A New Function of Human Haptoglobin: Endogenous Inhibition of Prostaglandin Biosynthesis and its Relation to Haemoglobin Binding

摘要

Human haptoglobin (Hp) is a glycoprotein present in plasma or serum which has the capacity to bind hemoglobin (Hb) specifically and stoichiometrically. Since Hb stimulates prostaglandin (PG) synthase, we investigated the possibility that Hp might affect PG synthesis by combining with Hb. Human Hp was purified by extraction, ammonium sulphate fractionation and DEAE-ion exchange chromatography. The results showed that Hp (50-250 μg protein) selectively inhibited in a concentration-related manner, the biosynthesis of PGs via cyclooxygenase pathway. Hp also inhibited lipoxygenase pathway of arachidonic acid metabolism in a concentration related manner. Additional evidence that Hp inhibited PG biosynthesis was obtained by I) the loss of Hp inhibitory activity upon removal of Hp by affinity chromatography on hemoglobin-sepharose from a sample of purified Hp or plasma, ii) inhibiton by Hp of arachidonic acid or bradykinin-induced bronchoconstriction in the guinea-pig and iii) inhibition of arachidonic acid-induced tone of the rat gastric fundus strip.
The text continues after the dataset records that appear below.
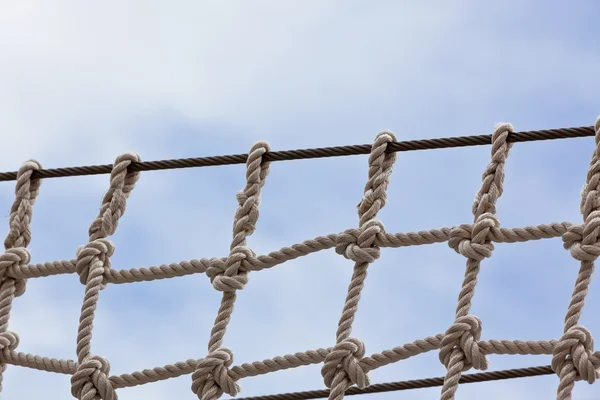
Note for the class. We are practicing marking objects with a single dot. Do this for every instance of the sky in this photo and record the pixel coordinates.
(82, 82)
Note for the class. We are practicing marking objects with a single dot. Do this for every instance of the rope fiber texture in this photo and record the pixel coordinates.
(345, 366)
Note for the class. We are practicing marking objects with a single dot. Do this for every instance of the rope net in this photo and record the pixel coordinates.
(345, 365)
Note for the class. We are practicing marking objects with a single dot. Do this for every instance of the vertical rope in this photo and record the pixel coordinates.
(573, 358)
(16, 254)
(212, 376)
(460, 348)
(90, 380)
(342, 367)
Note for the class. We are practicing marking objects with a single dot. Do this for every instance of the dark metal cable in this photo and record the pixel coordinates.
(410, 145)
(413, 384)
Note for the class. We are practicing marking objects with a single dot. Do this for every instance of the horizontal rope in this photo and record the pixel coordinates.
(288, 361)
(412, 384)
(197, 266)
(410, 145)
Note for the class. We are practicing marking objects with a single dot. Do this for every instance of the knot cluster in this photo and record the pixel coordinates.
(573, 354)
(344, 362)
(462, 340)
(93, 259)
(232, 274)
(90, 380)
(474, 241)
(212, 376)
(360, 245)
(8, 340)
(583, 241)
(15, 258)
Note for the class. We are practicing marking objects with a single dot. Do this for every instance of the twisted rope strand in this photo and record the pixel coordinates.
(573, 357)
(342, 367)
(460, 348)
(16, 253)
(90, 379)
(345, 364)
(212, 376)
(302, 154)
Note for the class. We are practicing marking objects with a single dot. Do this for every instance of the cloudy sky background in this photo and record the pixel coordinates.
(83, 82)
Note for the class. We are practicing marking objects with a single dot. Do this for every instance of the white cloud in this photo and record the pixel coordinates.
(81, 83)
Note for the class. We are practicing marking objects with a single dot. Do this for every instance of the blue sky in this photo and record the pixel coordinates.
(82, 83)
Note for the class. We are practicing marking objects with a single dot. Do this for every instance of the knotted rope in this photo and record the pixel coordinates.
(460, 346)
(16, 254)
(342, 366)
(90, 380)
(573, 358)
(212, 377)
(345, 364)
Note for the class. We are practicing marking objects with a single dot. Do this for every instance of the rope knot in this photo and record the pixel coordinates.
(15, 259)
(90, 380)
(474, 241)
(462, 340)
(360, 245)
(583, 241)
(573, 355)
(344, 362)
(212, 376)
(93, 259)
(232, 275)
(8, 340)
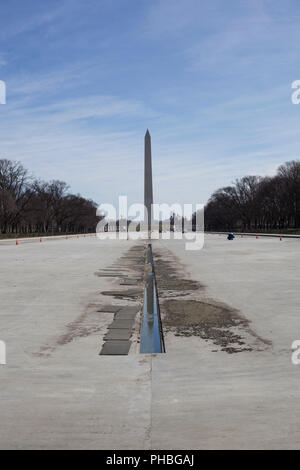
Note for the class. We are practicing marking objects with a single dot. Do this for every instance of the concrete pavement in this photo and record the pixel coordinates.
(58, 393)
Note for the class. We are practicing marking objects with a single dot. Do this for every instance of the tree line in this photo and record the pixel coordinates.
(255, 203)
(32, 206)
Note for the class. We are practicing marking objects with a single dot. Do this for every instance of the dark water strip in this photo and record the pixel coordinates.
(152, 340)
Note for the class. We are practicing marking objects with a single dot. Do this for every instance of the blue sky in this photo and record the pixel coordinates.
(210, 79)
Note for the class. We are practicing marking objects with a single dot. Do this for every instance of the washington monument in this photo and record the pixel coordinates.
(148, 188)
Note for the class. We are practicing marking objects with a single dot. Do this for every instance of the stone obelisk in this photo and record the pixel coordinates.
(148, 196)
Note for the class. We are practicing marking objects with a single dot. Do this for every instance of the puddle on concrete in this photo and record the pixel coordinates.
(211, 321)
(130, 273)
(170, 283)
(187, 312)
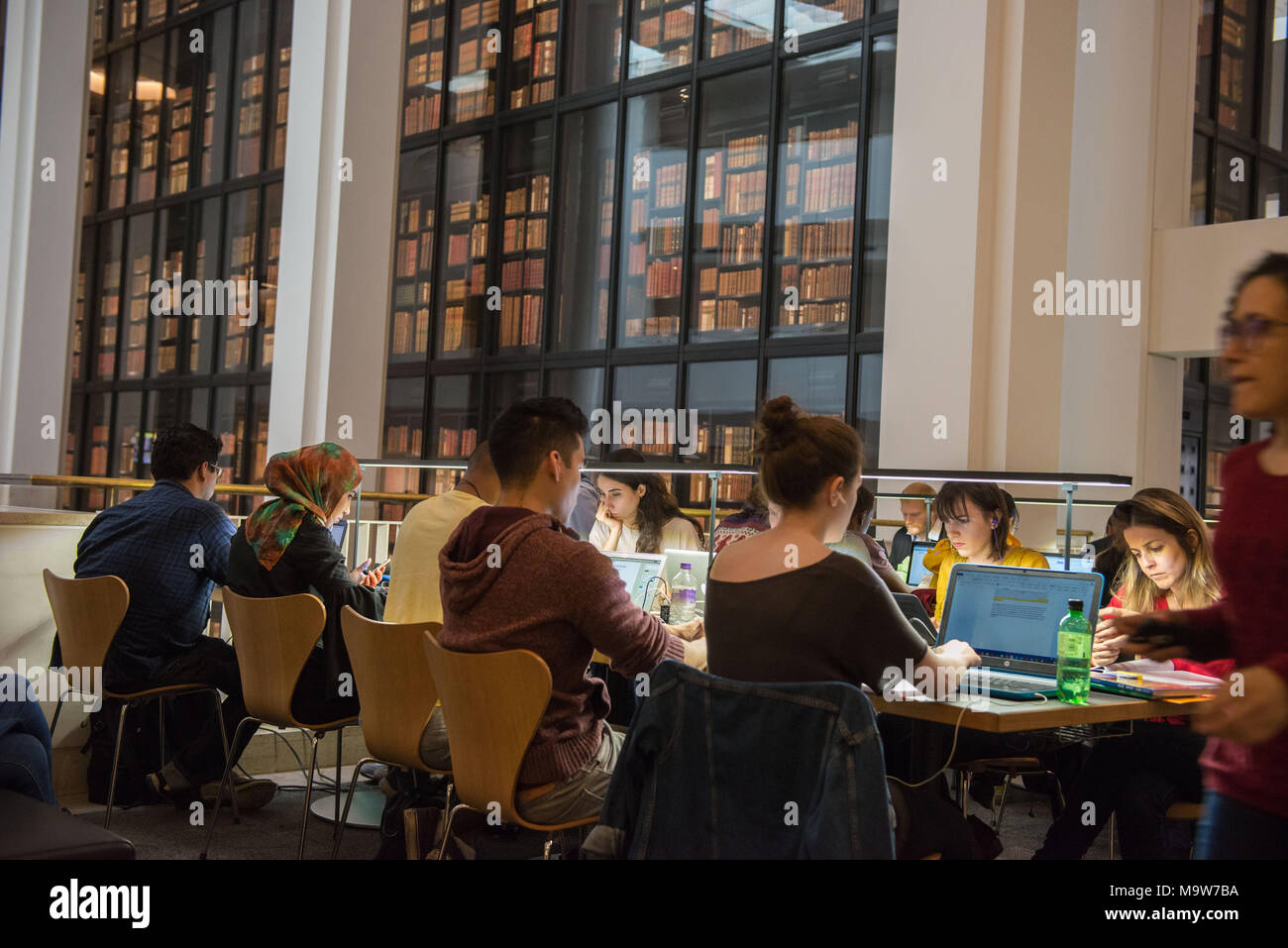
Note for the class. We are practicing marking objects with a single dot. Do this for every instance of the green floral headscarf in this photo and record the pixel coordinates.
(309, 481)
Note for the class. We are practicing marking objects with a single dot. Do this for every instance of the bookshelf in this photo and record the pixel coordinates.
(138, 295)
(464, 215)
(413, 253)
(532, 54)
(732, 27)
(243, 223)
(108, 301)
(524, 236)
(653, 198)
(475, 56)
(661, 35)
(729, 210)
(816, 185)
(423, 90)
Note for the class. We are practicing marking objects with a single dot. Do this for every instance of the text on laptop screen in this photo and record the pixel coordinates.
(1014, 614)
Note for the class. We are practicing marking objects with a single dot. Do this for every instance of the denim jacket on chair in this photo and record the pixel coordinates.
(722, 769)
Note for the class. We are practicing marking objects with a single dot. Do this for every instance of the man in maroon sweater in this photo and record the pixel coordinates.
(513, 576)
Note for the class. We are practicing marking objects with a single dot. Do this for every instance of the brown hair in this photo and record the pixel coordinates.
(1168, 511)
(951, 504)
(657, 506)
(800, 453)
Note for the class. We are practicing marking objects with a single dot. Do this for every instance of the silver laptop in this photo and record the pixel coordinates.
(1012, 616)
(640, 572)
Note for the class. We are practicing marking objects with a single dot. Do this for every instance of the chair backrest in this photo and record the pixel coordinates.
(393, 682)
(492, 703)
(86, 613)
(273, 639)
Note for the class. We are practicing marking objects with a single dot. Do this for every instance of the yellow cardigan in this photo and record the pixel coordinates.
(941, 559)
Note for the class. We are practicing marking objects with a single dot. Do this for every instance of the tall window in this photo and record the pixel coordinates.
(184, 149)
(648, 202)
(1240, 101)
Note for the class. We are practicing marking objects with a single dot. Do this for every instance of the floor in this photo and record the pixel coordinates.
(271, 832)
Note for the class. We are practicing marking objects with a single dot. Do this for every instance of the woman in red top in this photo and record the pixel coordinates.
(1245, 762)
(1137, 777)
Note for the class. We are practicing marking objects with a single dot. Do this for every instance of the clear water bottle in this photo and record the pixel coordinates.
(1073, 661)
(684, 595)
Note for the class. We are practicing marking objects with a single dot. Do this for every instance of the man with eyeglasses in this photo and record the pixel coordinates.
(170, 546)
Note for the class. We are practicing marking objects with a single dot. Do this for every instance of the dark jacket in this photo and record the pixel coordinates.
(720, 769)
(310, 563)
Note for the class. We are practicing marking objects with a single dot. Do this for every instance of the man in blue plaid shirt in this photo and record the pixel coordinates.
(170, 546)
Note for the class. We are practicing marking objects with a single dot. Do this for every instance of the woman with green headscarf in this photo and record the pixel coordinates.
(286, 548)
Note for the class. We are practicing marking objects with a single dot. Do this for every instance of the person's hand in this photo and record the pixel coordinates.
(1120, 629)
(690, 631)
(1250, 708)
(696, 653)
(957, 652)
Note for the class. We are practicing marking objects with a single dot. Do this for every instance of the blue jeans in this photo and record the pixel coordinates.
(26, 753)
(1233, 830)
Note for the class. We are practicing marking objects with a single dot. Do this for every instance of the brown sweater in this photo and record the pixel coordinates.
(561, 597)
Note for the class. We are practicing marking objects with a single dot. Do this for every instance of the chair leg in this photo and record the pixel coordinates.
(223, 782)
(308, 793)
(116, 762)
(56, 711)
(348, 798)
(339, 745)
(223, 738)
(447, 831)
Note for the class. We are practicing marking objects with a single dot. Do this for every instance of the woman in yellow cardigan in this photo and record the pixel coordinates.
(978, 530)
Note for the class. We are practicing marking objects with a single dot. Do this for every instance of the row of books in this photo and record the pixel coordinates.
(818, 241)
(811, 313)
(458, 443)
(652, 326)
(726, 314)
(520, 321)
(674, 25)
(523, 235)
(822, 145)
(519, 274)
(662, 277)
(410, 333)
(516, 200)
(828, 188)
(458, 334)
(400, 440)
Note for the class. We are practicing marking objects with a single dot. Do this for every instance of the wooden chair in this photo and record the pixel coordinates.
(274, 639)
(492, 703)
(397, 694)
(1177, 810)
(88, 614)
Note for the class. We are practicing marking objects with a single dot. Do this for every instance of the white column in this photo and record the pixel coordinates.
(336, 233)
(42, 146)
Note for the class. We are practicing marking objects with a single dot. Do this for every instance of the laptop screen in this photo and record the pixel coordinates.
(1010, 614)
(915, 571)
(636, 570)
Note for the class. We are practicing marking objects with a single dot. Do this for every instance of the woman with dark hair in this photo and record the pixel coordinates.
(284, 548)
(1140, 776)
(1245, 759)
(978, 526)
(639, 514)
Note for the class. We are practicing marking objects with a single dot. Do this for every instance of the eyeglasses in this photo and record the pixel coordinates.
(1248, 331)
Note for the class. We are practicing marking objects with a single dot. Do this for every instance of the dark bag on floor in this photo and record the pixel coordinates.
(141, 751)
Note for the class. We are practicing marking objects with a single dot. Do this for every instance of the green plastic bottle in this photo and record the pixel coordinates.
(1073, 656)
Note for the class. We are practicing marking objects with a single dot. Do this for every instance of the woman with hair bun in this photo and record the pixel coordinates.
(784, 607)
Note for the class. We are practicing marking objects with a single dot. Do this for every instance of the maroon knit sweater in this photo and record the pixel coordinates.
(1250, 553)
(561, 597)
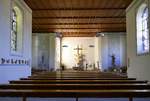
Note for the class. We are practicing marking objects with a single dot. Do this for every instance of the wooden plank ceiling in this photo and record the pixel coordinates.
(78, 17)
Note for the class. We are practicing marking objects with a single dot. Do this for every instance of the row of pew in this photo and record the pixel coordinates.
(76, 84)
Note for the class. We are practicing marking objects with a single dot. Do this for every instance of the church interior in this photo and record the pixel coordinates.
(74, 50)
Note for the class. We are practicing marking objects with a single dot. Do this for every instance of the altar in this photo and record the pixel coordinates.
(79, 58)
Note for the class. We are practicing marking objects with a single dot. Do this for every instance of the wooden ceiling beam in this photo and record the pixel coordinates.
(76, 9)
(75, 17)
(77, 23)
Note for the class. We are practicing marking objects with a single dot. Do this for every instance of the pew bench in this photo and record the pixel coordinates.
(76, 93)
(75, 86)
(75, 81)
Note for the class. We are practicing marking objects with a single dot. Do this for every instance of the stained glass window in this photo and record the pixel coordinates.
(14, 31)
(142, 31)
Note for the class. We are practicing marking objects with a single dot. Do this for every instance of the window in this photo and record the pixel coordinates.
(14, 31)
(142, 30)
(16, 39)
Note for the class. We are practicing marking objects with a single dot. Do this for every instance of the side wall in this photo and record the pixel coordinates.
(113, 43)
(11, 71)
(138, 66)
(43, 51)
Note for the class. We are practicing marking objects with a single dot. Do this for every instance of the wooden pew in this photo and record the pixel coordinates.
(75, 93)
(69, 78)
(75, 81)
(75, 86)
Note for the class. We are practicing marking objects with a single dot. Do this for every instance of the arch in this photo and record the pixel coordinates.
(142, 29)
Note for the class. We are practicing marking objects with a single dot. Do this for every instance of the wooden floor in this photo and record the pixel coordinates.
(76, 84)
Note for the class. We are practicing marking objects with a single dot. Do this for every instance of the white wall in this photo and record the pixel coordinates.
(68, 53)
(43, 46)
(113, 43)
(138, 66)
(14, 71)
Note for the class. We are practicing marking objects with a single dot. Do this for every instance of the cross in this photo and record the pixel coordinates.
(78, 49)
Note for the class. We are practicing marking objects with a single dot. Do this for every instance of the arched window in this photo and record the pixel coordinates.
(16, 30)
(142, 30)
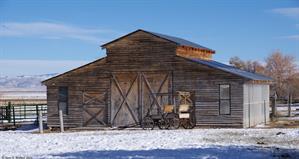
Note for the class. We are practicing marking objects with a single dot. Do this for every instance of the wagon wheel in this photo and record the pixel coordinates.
(163, 124)
(188, 124)
(174, 121)
(148, 123)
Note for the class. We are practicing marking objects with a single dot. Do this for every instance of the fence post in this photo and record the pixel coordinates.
(265, 114)
(8, 112)
(61, 120)
(36, 109)
(274, 106)
(40, 120)
(289, 106)
(14, 116)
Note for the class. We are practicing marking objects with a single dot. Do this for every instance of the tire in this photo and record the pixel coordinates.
(163, 124)
(188, 124)
(148, 123)
(174, 121)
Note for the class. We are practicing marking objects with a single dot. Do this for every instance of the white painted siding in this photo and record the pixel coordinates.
(256, 104)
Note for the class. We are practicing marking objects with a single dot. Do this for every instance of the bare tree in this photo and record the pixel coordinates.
(251, 66)
(283, 69)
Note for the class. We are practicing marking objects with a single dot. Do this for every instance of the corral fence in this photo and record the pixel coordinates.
(12, 115)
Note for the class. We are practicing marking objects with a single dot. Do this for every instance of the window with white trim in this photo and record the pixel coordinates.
(224, 99)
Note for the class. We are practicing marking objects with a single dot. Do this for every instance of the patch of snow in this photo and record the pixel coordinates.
(47, 145)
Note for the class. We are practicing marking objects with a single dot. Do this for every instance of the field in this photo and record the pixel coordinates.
(196, 143)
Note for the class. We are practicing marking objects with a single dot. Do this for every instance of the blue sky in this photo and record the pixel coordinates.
(39, 37)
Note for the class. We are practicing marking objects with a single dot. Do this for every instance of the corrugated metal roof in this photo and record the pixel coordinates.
(233, 70)
(179, 41)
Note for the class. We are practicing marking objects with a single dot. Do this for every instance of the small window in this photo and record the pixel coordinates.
(63, 100)
(224, 99)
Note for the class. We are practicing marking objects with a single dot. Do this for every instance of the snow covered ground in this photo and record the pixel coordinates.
(196, 143)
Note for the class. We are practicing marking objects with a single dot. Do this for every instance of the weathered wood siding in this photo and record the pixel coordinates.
(204, 82)
(140, 52)
(153, 63)
(89, 79)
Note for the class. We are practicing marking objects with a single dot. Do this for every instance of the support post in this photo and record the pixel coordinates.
(289, 106)
(274, 106)
(265, 117)
(61, 121)
(13, 116)
(8, 112)
(40, 120)
(36, 109)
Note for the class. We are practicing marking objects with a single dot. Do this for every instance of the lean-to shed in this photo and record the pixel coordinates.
(119, 89)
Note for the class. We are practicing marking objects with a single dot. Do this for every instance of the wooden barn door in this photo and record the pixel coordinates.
(124, 99)
(94, 108)
(133, 94)
(156, 89)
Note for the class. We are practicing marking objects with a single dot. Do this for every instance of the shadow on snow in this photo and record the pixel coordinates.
(230, 152)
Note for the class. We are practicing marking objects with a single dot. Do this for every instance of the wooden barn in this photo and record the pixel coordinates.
(121, 88)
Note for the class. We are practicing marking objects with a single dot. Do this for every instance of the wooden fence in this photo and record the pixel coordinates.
(18, 112)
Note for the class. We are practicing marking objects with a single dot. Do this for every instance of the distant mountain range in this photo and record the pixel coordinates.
(32, 82)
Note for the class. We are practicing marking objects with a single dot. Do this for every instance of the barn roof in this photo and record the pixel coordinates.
(176, 40)
(233, 70)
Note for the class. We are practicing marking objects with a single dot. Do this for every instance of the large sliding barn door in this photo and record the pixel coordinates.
(134, 94)
(124, 99)
(155, 92)
(94, 108)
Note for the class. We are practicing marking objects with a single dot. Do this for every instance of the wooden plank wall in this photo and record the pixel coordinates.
(90, 78)
(205, 82)
(144, 52)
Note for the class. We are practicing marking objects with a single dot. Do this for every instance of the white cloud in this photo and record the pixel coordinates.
(37, 67)
(52, 31)
(290, 12)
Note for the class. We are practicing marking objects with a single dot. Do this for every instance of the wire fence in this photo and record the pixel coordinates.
(18, 114)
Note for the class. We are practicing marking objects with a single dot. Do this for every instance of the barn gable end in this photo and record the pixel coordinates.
(120, 89)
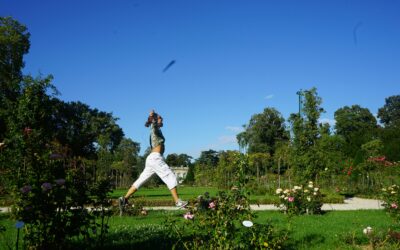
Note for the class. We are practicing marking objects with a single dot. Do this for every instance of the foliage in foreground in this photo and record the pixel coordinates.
(225, 221)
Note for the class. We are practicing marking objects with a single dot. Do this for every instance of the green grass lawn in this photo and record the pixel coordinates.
(162, 196)
(333, 230)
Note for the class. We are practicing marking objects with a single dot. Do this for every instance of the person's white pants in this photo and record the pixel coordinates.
(155, 164)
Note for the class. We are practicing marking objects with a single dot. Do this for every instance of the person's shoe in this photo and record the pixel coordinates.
(181, 204)
(122, 202)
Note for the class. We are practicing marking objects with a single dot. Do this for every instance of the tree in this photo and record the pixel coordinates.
(259, 163)
(208, 158)
(125, 162)
(389, 114)
(14, 44)
(263, 132)
(357, 126)
(306, 132)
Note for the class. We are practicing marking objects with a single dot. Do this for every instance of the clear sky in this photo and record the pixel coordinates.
(233, 58)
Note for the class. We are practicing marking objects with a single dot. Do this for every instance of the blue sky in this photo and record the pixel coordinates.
(233, 59)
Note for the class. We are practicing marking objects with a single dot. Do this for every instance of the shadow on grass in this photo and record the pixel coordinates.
(308, 241)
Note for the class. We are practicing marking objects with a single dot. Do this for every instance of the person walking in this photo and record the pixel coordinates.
(155, 164)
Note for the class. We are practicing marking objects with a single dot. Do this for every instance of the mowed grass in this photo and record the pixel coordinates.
(162, 196)
(333, 230)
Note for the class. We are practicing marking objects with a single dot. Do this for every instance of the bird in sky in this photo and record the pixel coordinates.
(168, 66)
(358, 25)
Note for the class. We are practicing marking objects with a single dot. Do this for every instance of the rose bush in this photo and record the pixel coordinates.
(391, 198)
(225, 221)
(300, 199)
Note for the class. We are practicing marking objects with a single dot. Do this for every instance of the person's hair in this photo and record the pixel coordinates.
(150, 119)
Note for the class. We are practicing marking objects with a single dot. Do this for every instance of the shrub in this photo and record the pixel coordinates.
(300, 200)
(225, 221)
(391, 198)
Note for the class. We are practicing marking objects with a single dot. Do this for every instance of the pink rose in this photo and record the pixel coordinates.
(211, 205)
(188, 216)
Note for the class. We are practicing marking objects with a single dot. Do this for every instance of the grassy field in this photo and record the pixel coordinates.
(162, 196)
(333, 230)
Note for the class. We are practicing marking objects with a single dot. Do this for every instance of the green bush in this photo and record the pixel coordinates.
(300, 200)
(391, 198)
(225, 221)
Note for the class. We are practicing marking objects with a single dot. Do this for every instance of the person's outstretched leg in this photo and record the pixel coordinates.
(178, 202)
(144, 176)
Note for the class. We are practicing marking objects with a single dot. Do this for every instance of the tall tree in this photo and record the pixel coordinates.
(389, 114)
(208, 158)
(264, 132)
(306, 132)
(14, 44)
(357, 126)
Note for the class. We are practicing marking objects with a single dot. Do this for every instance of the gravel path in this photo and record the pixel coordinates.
(349, 204)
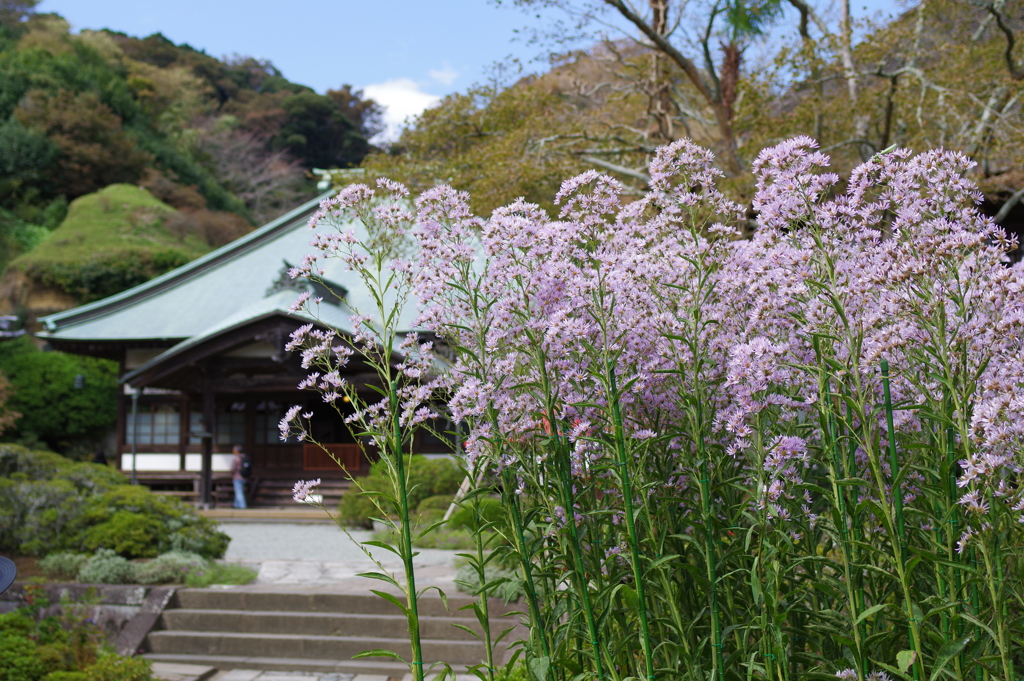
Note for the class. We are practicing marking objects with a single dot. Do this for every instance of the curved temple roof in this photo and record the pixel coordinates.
(242, 282)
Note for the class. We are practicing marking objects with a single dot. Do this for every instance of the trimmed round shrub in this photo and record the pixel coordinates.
(129, 535)
(170, 567)
(427, 477)
(170, 524)
(489, 510)
(107, 567)
(64, 565)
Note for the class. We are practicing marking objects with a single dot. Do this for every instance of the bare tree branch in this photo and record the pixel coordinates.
(995, 10)
(695, 77)
(1009, 206)
(807, 12)
(615, 168)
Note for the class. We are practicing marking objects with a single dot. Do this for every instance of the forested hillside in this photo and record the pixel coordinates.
(225, 142)
(944, 73)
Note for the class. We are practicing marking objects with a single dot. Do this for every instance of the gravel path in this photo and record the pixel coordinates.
(322, 555)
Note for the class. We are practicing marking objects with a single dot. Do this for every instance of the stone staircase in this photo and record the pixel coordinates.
(303, 632)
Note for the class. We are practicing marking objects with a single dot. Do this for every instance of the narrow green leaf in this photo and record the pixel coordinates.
(391, 598)
(377, 652)
(539, 668)
(380, 576)
(905, 658)
(869, 611)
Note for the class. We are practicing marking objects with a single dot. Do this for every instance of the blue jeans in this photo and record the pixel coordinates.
(240, 494)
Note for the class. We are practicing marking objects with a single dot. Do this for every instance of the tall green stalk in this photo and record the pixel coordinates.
(718, 656)
(624, 471)
(412, 598)
(897, 495)
(525, 563)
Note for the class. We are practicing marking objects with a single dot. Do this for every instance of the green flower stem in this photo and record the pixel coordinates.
(897, 494)
(624, 471)
(512, 503)
(568, 500)
(994, 583)
(412, 597)
(846, 549)
(718, 658)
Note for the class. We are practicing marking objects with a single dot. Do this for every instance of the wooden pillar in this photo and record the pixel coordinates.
(184, 423)
(209, 409)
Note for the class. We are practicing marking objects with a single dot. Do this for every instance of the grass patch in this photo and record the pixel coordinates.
(220, 573)
(113, 240)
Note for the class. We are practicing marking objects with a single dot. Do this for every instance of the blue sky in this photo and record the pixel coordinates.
(404, 53)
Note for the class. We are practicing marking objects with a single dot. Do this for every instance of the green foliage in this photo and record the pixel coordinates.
(434, 507)
(68, 649)
(18, 658)
(105, 566)
(220, 573)
(49, 504)
(116, 668)
(111, 241)
(467, 581)
(170, 567)
(467, 517)
(53, 410)
(132, 535)
(79, 112)
(67, 676)
(64, 566)
(109, 520)
(320, 133)
(427, 477)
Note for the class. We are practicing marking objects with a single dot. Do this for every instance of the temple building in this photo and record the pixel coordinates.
(204, 367)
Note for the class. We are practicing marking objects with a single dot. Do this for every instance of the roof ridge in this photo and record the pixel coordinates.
(182, 273)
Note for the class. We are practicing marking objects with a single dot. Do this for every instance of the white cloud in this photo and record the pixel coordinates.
(401, 99)
(445, 76)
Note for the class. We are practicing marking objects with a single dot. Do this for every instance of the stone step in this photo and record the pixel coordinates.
(305, 646)
(391, 669)
(262, 601)
(329, 624)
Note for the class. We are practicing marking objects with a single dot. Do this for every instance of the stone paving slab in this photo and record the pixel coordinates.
(173, 672)
(257, 675)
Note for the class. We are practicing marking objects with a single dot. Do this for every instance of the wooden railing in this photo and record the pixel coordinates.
(314, 457)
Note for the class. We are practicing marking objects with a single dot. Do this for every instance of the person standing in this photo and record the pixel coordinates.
(238, 477)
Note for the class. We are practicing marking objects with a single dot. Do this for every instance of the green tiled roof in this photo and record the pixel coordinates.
(217, 292)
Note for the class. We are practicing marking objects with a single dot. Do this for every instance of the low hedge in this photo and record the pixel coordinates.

Hb (a known stimulant of cyclooxygenase) reduced the inhibitory effect of Hp in a concentration-related manner, such that all its inhibitory property was lost when it was completely bound by Hb. These findings point to a new function of Hp: endogenous regulation of PG synthesis by combining with Hb release during injury (thus inflammatory processes). Therefore, mammals have dual defence system i.e. a specific immune system and non-specific Hp defence system.